Le feu du réveil

VII. L’EXCITATION FANATIQUE

Puisque que je suis sur le sujet de l’excitation, je souhaite faire quelques remarques concernant le danger de voir des émotions surexcitées entraîner dans une mauvaise direction et aboutir au fanatisme. Chacun sait que lorsque des émotions sont fortement excitées, elles peuvent être orientées dans des directions variées et prendre diverses formes, selon les circonstances vécues par ceux qui sont ainsi excités. Presque tous ceux qui ont été témoins de réveils spirituels ont eu l’occasion de remarquer cette tendance de la nature humaine. Il est vrai que Satan utilise aussi cette tendance à son propre avantage, en mélangeant l’esprit de fanatisme à l’esprit d’un réveil spirituel.

Le fanatisme apparaît quand il y a ‘l’amour sans la lumière,’ comme l’a écrit un certain auteur. Chaque fois que l’intelligence est éclairée sur ce que les hommes devraient être, dire, ou faire, et chaque fois qu’elle n’est pas en même temps remplie d’amour, il est presque inévitable de voir apparaître un esprit de fanatisme, de critique, de reproche et de dénonciation.

Par fanatisme, je veux parler d’un état d’esprit où des émotions mauvaises prennent le contrôle de la volonté, et poussent l’individu à faire des efforts excessifs et vindicatifs pour défendre ce qu’il considère comme juste et vrai. Il lutte alors pour ce qu’il regarde comme juste et vrai, mais en étant animé d’un esprit mauvais.

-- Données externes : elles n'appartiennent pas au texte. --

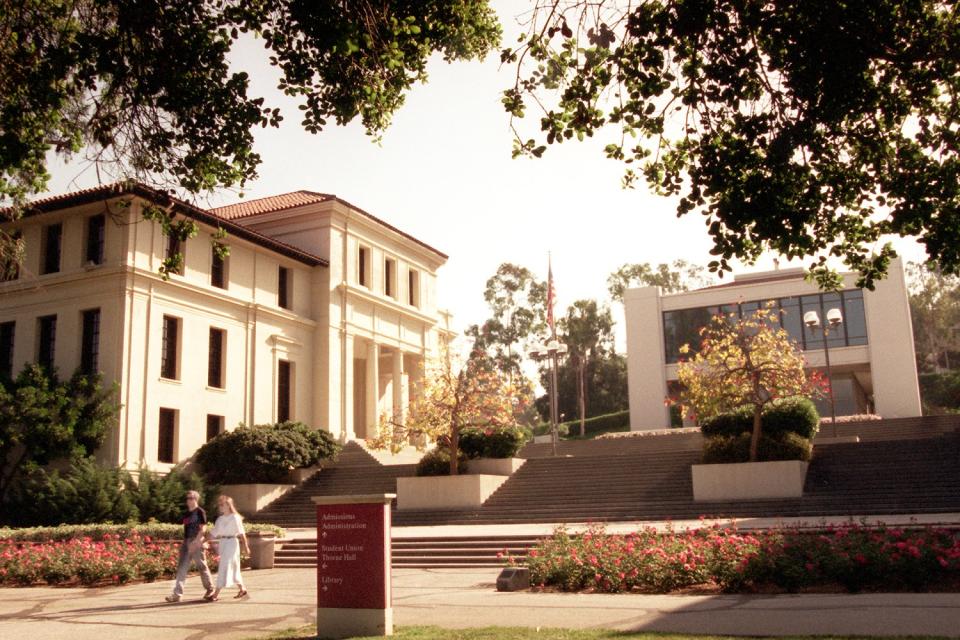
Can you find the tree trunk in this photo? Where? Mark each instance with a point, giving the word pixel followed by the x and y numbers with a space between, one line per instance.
pixel 755 436
pixel 454 451
pixel 582 398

Les temps de réveil spirituel sont très propices à l’éveil d’un fanatisme stimulé par les agents infernaux. C’est, à bien des égards, un moment particulièrement favorable à l’action de Satan. Celui-ci peut semer, dans un sol propice, ses semences d’erreur. Elles produiront à leur tour les formes de fanatisme les plus turbulentes et les plus violentes qui aient jamais affligé le monde.

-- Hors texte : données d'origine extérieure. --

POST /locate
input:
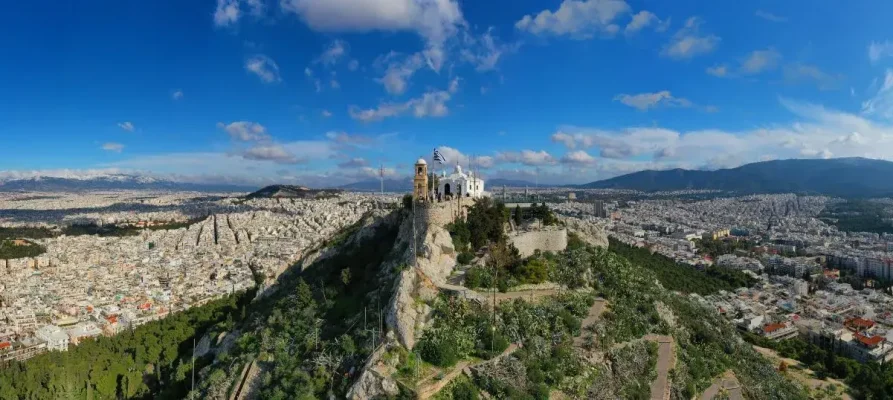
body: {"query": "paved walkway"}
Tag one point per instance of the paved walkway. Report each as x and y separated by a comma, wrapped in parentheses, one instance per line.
(666, 360)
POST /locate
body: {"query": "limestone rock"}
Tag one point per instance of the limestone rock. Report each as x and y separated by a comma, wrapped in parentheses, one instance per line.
(588, 231)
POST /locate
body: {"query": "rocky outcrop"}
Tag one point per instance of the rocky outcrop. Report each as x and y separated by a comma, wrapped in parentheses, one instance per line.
(589, 231)
(421, 275)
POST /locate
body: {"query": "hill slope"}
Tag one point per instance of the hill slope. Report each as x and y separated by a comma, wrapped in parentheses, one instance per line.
(291, 192)
(837, 177)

Au milieu des foules qui écoutent les prédications de réveil, il y a presque toujours des gens qui ont de très fortes tendances au fanatisme. Ils sont fortement enclins à censurer, à mettre le doigt sur les défauts des autres, à vitupérer, à dénoncer et à critiquer. C’est une tendance de l’esprit que je qualifie d’ultra-démocratique et anti-conservatrice à l’extrême. Elle est une source puissante de confusion. Plus ces personnes sont éclairées sur les devoirs et les péchés des hommes, plus elles sont susceptibles de manifester un violent esprit de fanatisme.

Il est bien connu que toutes les réformes engagées à notre époque, comme à toute autre époque, ont été touchées par cet esprit de fanatisme. Qu’il s’agisse de la lutte contre l’alcoolisme, de la réforme morale, de la réforme des pratiques physiologiques et diététiques, ou de la lutte contre l’esclavage, toutes ont subi cette influence néfaste. Presque aucun domaine n’a été épargné. Quand des conférenciers ou d’autres orateurs empoignent ces sujets et les analysent, ils projettent une vive lumière aux yeux de l’opinion publique. Ils semblent alors donner un coup de pied dans une fourmilière. Les tendances profondes au fanatisme, qui étaient peut- être restées cachées jusque là, s’enflamment et explosent souvent comme un volcan en éruption. L’indignation grandit, les langues portées à la censure et à la violence se mettent librement en mouvement. Ces membres indomptables, qui enflamment le cours de la vie, étant eux-mêmes enflammés par la géhenne, semblent déverser un flot de lave brûlante, apportant la dévastation et la désolation dans toute la société. Les prières de ces gens, leurs exhortations, tout ce qu’ils disent ou font, ne sont qu’un flot continu de reproches, de critiques et de récriminations. Ils disent qu’ils ont "raison de se mettre en colère." Ils affirment que ce serait n’avoir aucun sens du sacré que de ne pas faire preuve de la plus grande indignation, seule attitude convenant au sujet ou à la situation.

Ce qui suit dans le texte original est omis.